Monty sighed. Not all of Bijan’s stuff was weird, but every single item was way overpriced. He’d never met anyone who’d even considered purchasing a thirty-thousand-dollar crocodile skin-trimmed sweater or an eighteen-thousand-dollar cashmere pea coat.

His father had bought one sportscoat a year ago and rarely took it off, telling people, “Bijan, you know.”

Monty was only surprised his father hadn’t left the price tag on it as proof.

It was a good thing his dad, Montgomery Monty Pellman, Sr., had developed an unhealthy attachment to that one single sportscoat. Monty had learned the average Bijan customer spent near a quarter of a million dollars a year there.

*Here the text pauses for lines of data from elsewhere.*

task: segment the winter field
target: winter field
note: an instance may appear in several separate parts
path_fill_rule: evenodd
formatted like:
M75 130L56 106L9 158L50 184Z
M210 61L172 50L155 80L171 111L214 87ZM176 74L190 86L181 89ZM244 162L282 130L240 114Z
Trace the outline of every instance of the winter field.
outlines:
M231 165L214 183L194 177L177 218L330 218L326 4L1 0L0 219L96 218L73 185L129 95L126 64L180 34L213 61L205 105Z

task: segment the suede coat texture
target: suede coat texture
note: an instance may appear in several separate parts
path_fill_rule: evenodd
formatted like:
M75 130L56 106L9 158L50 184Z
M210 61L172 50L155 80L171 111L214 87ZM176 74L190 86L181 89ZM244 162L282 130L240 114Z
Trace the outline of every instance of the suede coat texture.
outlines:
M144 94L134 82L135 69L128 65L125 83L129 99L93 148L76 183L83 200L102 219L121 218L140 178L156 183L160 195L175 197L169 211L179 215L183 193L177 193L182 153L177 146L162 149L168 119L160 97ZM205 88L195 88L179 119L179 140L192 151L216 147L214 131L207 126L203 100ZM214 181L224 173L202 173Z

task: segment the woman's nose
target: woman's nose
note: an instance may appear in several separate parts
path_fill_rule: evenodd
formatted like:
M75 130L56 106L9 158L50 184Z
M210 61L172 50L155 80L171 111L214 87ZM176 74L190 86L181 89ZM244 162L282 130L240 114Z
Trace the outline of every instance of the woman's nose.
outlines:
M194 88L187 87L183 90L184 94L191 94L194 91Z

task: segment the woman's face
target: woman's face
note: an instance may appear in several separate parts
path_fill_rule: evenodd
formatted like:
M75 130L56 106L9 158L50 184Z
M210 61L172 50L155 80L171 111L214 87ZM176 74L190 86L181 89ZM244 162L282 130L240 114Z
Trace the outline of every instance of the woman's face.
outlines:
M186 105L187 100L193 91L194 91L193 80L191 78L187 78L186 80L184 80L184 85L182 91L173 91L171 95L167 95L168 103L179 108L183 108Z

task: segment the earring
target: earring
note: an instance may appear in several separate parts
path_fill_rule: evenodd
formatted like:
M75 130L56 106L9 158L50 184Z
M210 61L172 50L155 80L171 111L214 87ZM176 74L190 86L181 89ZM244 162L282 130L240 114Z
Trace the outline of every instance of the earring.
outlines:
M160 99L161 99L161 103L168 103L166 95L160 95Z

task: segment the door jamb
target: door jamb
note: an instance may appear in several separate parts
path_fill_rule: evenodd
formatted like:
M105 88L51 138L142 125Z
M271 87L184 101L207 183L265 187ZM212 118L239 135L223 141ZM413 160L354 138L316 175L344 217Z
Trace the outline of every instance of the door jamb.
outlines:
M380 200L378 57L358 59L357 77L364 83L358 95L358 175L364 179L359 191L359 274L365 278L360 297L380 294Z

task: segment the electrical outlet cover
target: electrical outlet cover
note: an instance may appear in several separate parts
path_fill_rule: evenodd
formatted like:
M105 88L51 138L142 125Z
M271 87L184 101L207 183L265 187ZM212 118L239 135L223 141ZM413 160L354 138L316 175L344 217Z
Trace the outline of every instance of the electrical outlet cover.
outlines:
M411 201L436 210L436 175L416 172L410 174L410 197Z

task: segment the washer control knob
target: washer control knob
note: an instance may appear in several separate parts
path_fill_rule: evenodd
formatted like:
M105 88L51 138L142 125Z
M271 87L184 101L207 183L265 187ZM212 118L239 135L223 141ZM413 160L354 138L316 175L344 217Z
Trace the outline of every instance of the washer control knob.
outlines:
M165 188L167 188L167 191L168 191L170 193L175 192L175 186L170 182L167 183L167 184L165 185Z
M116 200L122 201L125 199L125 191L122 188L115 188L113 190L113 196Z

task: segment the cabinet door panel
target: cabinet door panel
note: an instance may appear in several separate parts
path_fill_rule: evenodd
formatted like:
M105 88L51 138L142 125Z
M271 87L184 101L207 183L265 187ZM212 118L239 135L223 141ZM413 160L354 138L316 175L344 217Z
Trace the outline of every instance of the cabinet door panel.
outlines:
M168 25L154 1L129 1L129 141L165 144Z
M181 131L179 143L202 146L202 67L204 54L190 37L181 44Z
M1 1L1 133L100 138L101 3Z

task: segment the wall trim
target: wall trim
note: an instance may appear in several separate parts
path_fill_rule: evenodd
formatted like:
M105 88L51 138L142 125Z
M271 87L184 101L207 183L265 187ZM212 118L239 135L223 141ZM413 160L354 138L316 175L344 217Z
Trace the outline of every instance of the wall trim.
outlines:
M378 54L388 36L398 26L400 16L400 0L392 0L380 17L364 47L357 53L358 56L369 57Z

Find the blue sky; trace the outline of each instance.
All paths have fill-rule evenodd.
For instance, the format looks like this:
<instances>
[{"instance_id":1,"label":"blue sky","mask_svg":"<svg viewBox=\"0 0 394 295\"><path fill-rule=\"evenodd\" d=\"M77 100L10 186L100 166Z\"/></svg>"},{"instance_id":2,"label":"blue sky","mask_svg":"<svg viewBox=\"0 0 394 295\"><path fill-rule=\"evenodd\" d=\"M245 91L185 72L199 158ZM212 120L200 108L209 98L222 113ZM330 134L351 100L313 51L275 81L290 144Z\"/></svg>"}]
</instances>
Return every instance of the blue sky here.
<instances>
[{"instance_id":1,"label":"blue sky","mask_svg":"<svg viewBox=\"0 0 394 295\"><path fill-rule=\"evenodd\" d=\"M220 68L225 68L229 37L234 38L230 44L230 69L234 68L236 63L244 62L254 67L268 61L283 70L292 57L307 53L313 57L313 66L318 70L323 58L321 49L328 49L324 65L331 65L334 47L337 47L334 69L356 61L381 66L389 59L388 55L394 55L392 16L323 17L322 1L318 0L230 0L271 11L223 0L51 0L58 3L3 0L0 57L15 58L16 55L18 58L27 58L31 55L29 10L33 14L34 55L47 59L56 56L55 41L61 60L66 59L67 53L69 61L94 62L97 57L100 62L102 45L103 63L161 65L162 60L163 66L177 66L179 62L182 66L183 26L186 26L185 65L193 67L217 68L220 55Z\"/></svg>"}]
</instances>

He realized he was in no position to be a shopping snob since he was loitering outside another expensive store under false pretenses. But he wouldn’t spend a dime…not one red cent.

The things I do for a hundred bucks. That made him curious about the hunk. Why’s he here? Is he hard up too?

None of the stores that were open appeared to have any customers. The few people walking on the street threw curious glances at the cluster outside the Louis Vuitton store. The only place doing any real business was Nespresso. They’d removed almost all their tables out front, with respect for the six-foot rule, which left three small tables spaced far apart and filled with a few shoppers juggling phones and takeout cups. I shoulda had a second cup of coffee before I came here. Monty sighed. He’d lose his place in line if he went over to the coffee bar. People milled around inside, but the line also flowed out the door, which meant two stores were boasting some pretty good business.

“Okay,” said a store clerk coming out to greet them. That was the only word Monty understood. Everything else behind the man’s LV emblazoned mask came out muffled.